尾形修一の紫陽花(あじさい)通信

教員免許更新制に反対して2011年3月、都立高教員を退職。教育や政治、映画や本を中心に思うことを発信していきます。

野党は臨時国会で実質審議を要求すべきであるー即時解散論批判

2024年09月13日 21時47分13秒 | 政治
 このブログではあまり(新聞の)「社説」みたいなことは書かないようにしている。読まれない記事の代表だし、時間が経つと書いた意味がなくなる。今までも単にニュースの感想みたいな記事はすぐ読まれなくなった。しかし、今日はそういう「社説」みたいな話。ひと月すれば意味がなくなるのは判っている。僕が書いても政治的な影響がないのももちろん判っている。

 もうすぐあると予想される「衆議院解散」の話である。9月12日に自民党総裁選が告示され、9人が立候補した。27日に新総裁が決まり、その後臨時国会が開かれる。そこで岸田内閣が総辞職して、新しい総理大臣指名選挙が行われる。衆参ともに与党が過半数を占めているので、自民党新総裁が内閣総理大臣に選出される。そこまでの流れは決められた道を進むだけである。
(公明党北側副代表の発言)
 その臨時国会召集日は、10月1日と予想されている。公明党の北側副代表が自民党からそう打診されたと記者会見で明かした。問題はそこからで、その後直ちに衆議院を解散すれば、最短で10月27日も可能になるらしい。誰が新首相になるか未定だが、世論調査では小泉進次郎、石破茂両氏への支持が多く、両氏が軸になると言われている。そして両氏とも早期に衆議院を解散して民意を問うと表明しているのである。まあ、要するに就任当初の人気・期待が消えないうちにやっちゃおうということだろう。

 しかし、そんなにすぐ解散・総選挙をしても、国民には選びようがない。思えば、前回2021年衆院選も岸田氏が新首相になってすぐに解散して行われた選挙だった。その前の2017年衆院選に至っては、9月28日に開いた臨時国会冒頭で安倍晋三首相が衆議院を解散したものだった。当時は森友・加計学園問題などで野党が安倍内閣を批判していて、憲法に基づいて野党が臨時国会を要求したが安倍内閣はずっと国会を開かず、ようやく開いたと思ったら何の審議もせずに解散してしまった。
(早期解散を明言する小泉進次郎氏)
 こういうことを繰り返して、「勝った勝った」と言って何の意味があるんだろう? ちゃんと新首相が「施政方針演説」を行い、代表質問を受ける。また「党首討論」も実施する。そんなタテマエみたいなことを言うより、選挙になればテレビやネットメディア、記者会などが党首討論会を聞くからそれで構わないじゃないか。そう思う人も多いだろうが、やはり国権の最高機関である国会は大切にしなくていけない。そういう場で語られる言葉を国民もきちんと注視するべきだ。

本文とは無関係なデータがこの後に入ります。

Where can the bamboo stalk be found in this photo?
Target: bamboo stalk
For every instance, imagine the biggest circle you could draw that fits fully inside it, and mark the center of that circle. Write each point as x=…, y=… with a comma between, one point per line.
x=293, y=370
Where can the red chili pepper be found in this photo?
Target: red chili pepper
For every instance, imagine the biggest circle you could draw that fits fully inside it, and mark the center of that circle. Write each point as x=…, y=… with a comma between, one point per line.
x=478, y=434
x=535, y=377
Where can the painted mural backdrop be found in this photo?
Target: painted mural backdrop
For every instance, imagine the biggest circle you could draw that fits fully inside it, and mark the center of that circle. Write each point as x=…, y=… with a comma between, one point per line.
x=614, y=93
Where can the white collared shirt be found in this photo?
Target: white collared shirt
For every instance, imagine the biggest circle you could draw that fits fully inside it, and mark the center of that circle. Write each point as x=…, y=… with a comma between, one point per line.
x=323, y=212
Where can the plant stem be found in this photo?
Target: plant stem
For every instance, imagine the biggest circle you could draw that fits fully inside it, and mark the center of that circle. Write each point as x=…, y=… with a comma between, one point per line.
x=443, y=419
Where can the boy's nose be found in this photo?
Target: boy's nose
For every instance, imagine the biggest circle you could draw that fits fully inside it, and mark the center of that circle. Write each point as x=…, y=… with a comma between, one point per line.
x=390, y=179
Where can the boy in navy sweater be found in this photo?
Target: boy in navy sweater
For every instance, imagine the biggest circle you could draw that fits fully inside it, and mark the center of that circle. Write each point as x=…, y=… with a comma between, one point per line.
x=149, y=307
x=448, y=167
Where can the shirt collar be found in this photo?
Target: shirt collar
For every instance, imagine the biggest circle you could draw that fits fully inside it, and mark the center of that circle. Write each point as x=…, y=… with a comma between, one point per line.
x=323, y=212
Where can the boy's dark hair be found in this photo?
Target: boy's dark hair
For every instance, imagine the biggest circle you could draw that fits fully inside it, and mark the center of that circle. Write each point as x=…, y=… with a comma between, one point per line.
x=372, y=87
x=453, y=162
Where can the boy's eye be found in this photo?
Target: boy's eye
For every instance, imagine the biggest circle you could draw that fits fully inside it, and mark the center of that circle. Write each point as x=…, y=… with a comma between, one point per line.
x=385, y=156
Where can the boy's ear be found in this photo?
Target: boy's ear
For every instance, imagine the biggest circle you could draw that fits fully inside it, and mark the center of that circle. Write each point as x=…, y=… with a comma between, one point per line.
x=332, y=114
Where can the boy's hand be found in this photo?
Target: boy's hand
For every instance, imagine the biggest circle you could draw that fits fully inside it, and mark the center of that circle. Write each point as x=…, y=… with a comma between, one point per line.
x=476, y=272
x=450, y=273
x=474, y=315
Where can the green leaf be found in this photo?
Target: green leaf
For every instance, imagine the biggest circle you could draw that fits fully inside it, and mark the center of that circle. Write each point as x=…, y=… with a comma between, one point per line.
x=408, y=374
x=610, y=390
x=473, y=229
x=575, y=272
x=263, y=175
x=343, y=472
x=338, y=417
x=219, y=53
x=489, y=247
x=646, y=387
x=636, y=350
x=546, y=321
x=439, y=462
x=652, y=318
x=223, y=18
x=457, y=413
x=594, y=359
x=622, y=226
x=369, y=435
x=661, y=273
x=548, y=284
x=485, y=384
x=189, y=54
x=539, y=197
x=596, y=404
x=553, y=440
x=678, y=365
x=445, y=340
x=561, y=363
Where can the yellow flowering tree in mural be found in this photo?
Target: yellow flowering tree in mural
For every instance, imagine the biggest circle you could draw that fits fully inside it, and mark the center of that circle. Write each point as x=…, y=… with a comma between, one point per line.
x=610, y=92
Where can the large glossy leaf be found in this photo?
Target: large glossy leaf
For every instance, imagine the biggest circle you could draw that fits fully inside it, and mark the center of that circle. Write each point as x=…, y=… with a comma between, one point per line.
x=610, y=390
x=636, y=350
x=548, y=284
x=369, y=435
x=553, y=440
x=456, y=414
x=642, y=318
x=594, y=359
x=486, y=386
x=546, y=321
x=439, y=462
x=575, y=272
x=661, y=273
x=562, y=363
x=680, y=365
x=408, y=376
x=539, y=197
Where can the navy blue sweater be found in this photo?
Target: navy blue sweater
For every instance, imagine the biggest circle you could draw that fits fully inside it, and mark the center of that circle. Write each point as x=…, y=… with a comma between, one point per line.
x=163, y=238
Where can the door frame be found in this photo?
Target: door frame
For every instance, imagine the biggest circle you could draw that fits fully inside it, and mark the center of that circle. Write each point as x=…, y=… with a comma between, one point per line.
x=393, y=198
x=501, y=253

 そして、そんなことより何より「政治資金規正法」の再改正をさっさとやるべきだ。6月に決めたはずの「政治活動費の10年後公開」などを見直すべきだと総裁選立候補者があれこれ言っている。立憲民主党代表選立候補者が軒並み批判しているが、「今頃言うな」である。あまりにもふざけた話だと思わないか。野党は皆与党案は不十分だと言っていた。「維新」なんて、政活費を見直すことで合意したつもりで衆院では与党案に賛成したぐらいだ。しかし、参院段階でも協議が進まず(自民党にやる気が見られず)今度は参院で反対に回った。そんなドタバタ劇があったことを覚えているだろうか。

 自民党新総裁が再改正をすると言うなら、野党はもともとそう言ってるんだから、選挙をする必要がない。与野党で直ちに合意して、政治資金規制法を再改正するべきだ。3週間もあれば出来るだろう。野党はまとまって「臨時国会で政治資金規正法を再改正するべきだ。応じないなら、総理大臣指名選挙に協力しない」と通告すればよい。自民党がそれに応じないとしても、最低限、党首討論を実施させる必要がある。応じないなら、自公だけで首相指名をせよ、野党は欠席すると言うべきだ。

 衆議院を解散して総選挙を実施した場合、憲法の規定で「選挙の日から三十日以内に、国会を召集しなければならない」(特別国会)と決められている。しかし、今回は自民党の都合で首相が変わるだけである。確かに「辞めると決まっている首相」をいつまで放っておくのは、「国益に反する」かもしれない。だけど、憲法上は臨時国会はいつやってもよく(だから自民党はいつも要求に応じず延ばしてきた)、辞めるはずの岸田内閣がそのままやっていても問題ない。

 「国会できちんと論戦を交わしてから解散せよ」。これは無理な話でもなんでもなく、正論すぎて書くのが恥ずかしいぐらいだ。内閣総理大臣が施政方針演説もせずに選挙をするようなことが当たり前になってはまずい。「コスパ」「タイパ」なんて言葉ばっかり流行って、きちんと議論することが世の中全体に少なくなっている。話し合いをほとんどせずに、「さっさと決めよう」が世の中の当たり前になってはいけない。こんなことを書きたくないんだけど、やはり書いておかねばと思う。